# Limits to Determine Vertical Asymptotes

Recall that the function $f(x) = \frac{1}{x}$ has a vertical asymptote at $x = 0$. We will now precisely define what a vertical asymptote is using limits.

Definition: A function $f$ has a Vertical Asymptote (often abbreviated as V.A.) at $x = a$ if at least one of the following limits are satisfied:a) $\lim_{x \to a} f(x) = \pm \infty$.b) $\lim_{x \to a^-} f(x) = \pm \infty$.c) $\lim_{x \to a^+} f(x) = \pm \infty$. |

We should note from the definition above that only one need to hold for us to know that a vertical asymptote exists at $x = a$. For example, if we know that $\lim_{x \to a^+} f(x) = \infty$ then we know a vertical asymptote exists at $x = a$, and it would be redundant to show whether $\lim_{x \to a^-} f(x) = \pm \infty$. We will now apply this concept into verifying a vertical asymptote of a function.

## Example 1

**Find any vertical asymptotes to the function $f(x) = \frac{1}{x + 2}$.**

We note that as $x \to -2^-$, $f(x) \to -\infty$. Therefore, there exists a vertical asymptote at $x = -2$. Alternative, we could look at the limit from the otherside.
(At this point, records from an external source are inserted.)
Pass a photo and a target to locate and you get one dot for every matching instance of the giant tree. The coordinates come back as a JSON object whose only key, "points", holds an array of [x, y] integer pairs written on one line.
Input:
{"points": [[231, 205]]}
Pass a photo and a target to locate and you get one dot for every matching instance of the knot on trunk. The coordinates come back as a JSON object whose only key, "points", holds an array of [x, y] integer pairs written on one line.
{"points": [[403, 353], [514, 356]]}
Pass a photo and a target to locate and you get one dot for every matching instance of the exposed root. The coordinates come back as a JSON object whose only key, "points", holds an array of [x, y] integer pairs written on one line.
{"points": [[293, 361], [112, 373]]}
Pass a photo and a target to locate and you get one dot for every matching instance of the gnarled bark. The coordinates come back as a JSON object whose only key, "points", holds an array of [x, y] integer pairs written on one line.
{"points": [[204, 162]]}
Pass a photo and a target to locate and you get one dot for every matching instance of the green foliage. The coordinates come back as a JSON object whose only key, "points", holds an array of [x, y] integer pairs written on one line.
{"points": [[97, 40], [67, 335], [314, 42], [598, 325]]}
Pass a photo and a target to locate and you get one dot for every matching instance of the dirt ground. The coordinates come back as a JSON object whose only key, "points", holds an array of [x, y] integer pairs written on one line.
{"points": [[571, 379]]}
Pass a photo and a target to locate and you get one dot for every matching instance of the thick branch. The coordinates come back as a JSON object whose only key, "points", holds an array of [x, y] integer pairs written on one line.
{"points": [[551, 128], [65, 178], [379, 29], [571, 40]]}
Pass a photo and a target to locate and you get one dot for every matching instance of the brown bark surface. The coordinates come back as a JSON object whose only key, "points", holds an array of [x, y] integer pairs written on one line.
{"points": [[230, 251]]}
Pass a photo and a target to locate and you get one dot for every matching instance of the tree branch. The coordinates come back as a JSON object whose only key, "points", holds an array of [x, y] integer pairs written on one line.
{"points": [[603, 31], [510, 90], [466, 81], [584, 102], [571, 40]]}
As $x \to -2^+$, $f(x) \to \infty$ which implies once again that there exists a vertical asymptote at $x = -2$.

## Example 2

**Find any vertical asymptotes to the function $f(x) = \ln (x)$.**

We note that $f$ is only defined for $x > 0$, so we suspect there exists an asymptote at $x = 0$. We clearly cannot take the limit from the lefthand side, so we will prove there is a vertical asymptote there by evaluating the righthand limit, that is, $\lim_{x \to 0^+} f(x)$. As $x \to 0^+$, $f(x) \to -\infty$ as depicted in the graph below:

Therefore, there exists a vertical asymptote at $x = 0$.